Mi preoccupa in quanto queste due potenze, se messe in sintonia, potrebbero rivelarsi destabilizzanti per i mercati emergenti quali Cina, Brasile e Unione Europea che nella fattispecie, quest’ultima, sarebbe quella che più di tutti ne pagherebbe le conseguenze. Un riscaldamento affettivo dei rapporti tra USA e Russia condizionerebbe molto la ripresa economica dell’Europa, riducendo l’area d’influenza economica della Cina che non farebbe più paura come prima, anche se detentrice di una buona parte del mostruoso debito pubblico americano attestatosi al 31 dicembre 2015 a 19.200 miliardi di dollari, chiudendo l’anno con un deficit di quasi 450 miliardi.
Questo secondo me potrebbe essere l’unico nuovo palcoscenico su cui la globalizzazione, soprattutto quella parte di essa, non ancora integrata, potrebbe risultare un tantino preoccupante. E comunque trattasi di scenari che per potersi sviluppare hanno bisogno di tempo e di tanti accordi, sopra e sotto il banco, per cui non ci resta che stare a guardare.
La campagna elettorale di Trump è stata un grande bluff, una commedia ben interpretata dove la regìa, aveva intelligentemente capito come meglio influenzare l’elettorato, assegnando il ruolo di protagonista all’attore che per caratteristica personale si è saputo immediatamente calare nel ruolo.
Ecco perché Trump oggi altro non è che un bluff, un nuovo modo di fare campagna elettorale che intelligentemente e con scientificità ha saputo cavalcare i difetti che hanno generato una società delusa, impoverita e in particolar modo arrabbiata. L’esser stati legati alle convinzioni della tradizione elettorale, convinti che candidare una donna, finalmente, alla casa Bianca, sarebbe stato vincente, aldilà della sua riconosciuta antipatia, non ha permesso allo stuolo di sondaggisti di percepire che il vento stava cambiando e che la gente della prima donna alla Casa Bianca non gliene fregava niente.
E’ stato sconfitto un sistema radicato sull’immobilismo e sulla sua incapacità di capire quando si sbaglia. Tutto ciò però non avrà dei risvolti positivi per gli elettori americani, in quanto tutti costoro, adesso provvederanno a migliorare il tiro, mentre i vincitori che dovrebbero a rigor di logica dare una sonora spallata al passato, se ne guarderanno bene di cambiare le cose, in quanto verrebbero poi spazzati via, inesorabilmente, proprio da quelle lobbie che ci piaccia o no sono loro a decidere del nostro futuro, indipendentemente dalle promesse elettorali dei nostri beniamini politici. E poi noi italiani qui in Italia possiamo asserire, senza esser smentiti, di aver già sperimentato quanto anzidetto attraverso la miriade di promesse di Renzi, dalle quali scaturisce, dopo oltre due anni di governo, un paese immobile dove gli investimenti pubblici, erogati a pioggia solo per garantirsi un favore elettorale, sta seriamente minando il futuro di questo nostro paese.

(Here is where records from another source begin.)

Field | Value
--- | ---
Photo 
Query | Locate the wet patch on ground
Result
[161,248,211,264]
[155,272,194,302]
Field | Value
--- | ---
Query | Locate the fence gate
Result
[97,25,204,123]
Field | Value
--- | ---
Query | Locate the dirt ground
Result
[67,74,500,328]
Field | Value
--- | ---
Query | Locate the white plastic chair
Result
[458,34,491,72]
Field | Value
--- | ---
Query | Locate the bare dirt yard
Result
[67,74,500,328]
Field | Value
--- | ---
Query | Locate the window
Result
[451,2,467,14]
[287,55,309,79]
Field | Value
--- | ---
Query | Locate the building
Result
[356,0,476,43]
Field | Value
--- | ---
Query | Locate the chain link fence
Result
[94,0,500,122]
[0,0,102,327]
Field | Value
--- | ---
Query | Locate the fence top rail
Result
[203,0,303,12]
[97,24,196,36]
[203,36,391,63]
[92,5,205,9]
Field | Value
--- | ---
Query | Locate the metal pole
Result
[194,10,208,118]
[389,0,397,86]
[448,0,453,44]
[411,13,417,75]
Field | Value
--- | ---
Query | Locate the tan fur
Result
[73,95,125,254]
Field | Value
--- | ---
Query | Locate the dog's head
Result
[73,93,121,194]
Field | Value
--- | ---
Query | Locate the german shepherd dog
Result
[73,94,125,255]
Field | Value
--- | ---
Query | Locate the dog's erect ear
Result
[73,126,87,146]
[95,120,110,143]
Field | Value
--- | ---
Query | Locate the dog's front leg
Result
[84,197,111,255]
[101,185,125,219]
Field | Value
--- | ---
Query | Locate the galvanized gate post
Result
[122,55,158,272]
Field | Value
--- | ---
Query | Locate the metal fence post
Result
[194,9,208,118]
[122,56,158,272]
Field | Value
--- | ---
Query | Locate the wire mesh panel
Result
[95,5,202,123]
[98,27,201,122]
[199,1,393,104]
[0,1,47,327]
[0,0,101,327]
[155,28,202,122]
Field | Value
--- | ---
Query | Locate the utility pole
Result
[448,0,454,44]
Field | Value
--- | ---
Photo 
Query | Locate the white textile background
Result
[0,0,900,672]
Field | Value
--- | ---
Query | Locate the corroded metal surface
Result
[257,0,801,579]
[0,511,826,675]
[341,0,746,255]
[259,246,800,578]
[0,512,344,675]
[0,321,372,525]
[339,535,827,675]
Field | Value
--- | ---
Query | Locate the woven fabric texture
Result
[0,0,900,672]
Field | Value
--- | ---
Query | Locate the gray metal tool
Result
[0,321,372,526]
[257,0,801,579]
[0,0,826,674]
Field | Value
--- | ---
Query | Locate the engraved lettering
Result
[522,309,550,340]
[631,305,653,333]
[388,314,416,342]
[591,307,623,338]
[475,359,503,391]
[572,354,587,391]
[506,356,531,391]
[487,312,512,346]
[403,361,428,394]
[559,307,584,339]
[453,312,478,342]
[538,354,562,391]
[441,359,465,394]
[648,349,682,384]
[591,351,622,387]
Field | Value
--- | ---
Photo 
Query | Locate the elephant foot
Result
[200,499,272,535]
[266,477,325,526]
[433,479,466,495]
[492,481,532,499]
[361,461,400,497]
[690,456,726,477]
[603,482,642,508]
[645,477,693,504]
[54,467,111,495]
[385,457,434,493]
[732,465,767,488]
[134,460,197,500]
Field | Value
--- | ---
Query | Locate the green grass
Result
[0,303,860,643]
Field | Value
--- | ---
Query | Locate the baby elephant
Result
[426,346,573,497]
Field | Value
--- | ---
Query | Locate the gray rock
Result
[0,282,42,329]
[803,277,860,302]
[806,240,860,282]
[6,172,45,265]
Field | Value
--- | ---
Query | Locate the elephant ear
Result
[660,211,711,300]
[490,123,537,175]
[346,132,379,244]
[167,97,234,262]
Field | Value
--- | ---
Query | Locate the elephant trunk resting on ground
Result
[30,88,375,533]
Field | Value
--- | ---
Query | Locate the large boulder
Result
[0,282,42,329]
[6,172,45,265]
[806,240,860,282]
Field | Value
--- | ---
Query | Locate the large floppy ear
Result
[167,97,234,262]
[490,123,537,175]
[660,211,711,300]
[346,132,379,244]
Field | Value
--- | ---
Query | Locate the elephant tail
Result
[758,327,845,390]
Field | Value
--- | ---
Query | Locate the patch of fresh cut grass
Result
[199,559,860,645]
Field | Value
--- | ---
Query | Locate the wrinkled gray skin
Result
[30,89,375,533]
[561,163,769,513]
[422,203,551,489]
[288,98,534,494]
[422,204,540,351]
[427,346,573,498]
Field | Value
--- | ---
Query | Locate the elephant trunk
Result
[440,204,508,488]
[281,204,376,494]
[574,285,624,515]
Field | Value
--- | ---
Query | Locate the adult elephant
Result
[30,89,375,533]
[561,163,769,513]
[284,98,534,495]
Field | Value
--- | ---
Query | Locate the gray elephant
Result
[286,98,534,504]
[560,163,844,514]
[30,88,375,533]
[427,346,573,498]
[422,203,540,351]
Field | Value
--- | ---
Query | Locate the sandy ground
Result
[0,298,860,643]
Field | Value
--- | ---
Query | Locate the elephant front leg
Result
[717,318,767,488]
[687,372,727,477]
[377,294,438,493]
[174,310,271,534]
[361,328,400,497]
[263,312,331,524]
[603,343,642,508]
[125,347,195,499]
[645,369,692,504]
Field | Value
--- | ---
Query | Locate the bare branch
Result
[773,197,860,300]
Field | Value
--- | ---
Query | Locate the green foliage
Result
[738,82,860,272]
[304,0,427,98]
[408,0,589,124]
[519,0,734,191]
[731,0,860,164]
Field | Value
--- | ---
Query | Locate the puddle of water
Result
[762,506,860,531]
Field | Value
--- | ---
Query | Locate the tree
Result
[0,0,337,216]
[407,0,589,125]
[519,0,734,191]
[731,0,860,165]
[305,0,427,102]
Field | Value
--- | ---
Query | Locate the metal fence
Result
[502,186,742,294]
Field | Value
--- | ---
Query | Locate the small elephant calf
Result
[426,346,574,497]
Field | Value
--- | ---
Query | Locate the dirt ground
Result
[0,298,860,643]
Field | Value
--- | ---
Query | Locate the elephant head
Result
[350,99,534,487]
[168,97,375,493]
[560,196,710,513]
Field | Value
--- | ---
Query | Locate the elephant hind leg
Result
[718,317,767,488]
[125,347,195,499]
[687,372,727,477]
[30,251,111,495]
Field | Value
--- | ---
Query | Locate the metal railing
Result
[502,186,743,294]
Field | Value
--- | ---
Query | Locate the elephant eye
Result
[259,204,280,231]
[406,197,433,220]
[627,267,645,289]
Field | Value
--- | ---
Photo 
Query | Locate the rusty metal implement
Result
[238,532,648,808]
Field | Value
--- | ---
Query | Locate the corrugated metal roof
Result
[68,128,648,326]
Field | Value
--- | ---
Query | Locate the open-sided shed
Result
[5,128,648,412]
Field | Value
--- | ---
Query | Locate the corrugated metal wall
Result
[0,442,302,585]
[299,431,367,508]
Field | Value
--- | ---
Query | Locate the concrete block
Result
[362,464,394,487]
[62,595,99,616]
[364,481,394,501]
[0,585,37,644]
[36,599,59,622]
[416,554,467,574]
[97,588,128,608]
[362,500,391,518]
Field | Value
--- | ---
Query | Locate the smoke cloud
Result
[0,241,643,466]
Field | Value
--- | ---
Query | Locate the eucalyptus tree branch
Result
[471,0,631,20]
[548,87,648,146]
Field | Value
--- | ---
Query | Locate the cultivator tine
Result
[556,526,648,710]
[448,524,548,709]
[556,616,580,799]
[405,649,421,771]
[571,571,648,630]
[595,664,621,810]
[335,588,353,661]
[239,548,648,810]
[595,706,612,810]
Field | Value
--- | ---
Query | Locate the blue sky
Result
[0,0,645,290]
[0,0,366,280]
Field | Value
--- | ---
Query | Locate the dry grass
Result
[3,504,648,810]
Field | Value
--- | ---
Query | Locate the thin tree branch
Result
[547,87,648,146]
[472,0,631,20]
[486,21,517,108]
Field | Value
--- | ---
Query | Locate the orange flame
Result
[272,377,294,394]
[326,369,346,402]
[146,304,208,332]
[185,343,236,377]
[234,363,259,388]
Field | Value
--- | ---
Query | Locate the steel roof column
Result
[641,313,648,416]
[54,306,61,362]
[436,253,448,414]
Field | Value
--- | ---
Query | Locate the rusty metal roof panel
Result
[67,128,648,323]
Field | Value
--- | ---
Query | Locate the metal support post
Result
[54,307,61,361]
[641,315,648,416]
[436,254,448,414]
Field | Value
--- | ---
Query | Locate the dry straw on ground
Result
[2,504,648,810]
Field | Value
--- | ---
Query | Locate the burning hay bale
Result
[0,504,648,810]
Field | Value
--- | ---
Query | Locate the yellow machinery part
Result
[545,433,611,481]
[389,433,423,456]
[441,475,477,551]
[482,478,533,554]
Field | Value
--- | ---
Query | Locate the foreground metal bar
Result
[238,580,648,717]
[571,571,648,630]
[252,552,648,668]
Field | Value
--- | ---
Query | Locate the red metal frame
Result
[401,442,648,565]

Provocatoriamente concludo ricordando che ad Obama è stato assegnato il premio Nobel per la Pace, da me definito sulla parola non avendo riscontrato particolari meriti, e che pertanto sarebbe opportuno oggi assegnare tale premio anche a Trump, se non per aver fatto capire al mondo intero di quanto scellerata, inadeguata, impreparata e soggiogata sia stato il sistema dell’informazione. Scandaloso, riprovevole, preoccupante, che nessuno abbia capito dove stava andando il favore popolare americano. E tutto ciò oggi costituisce un precedente che le cancellerie e i partiti di tutta Europa non possono non tener conto.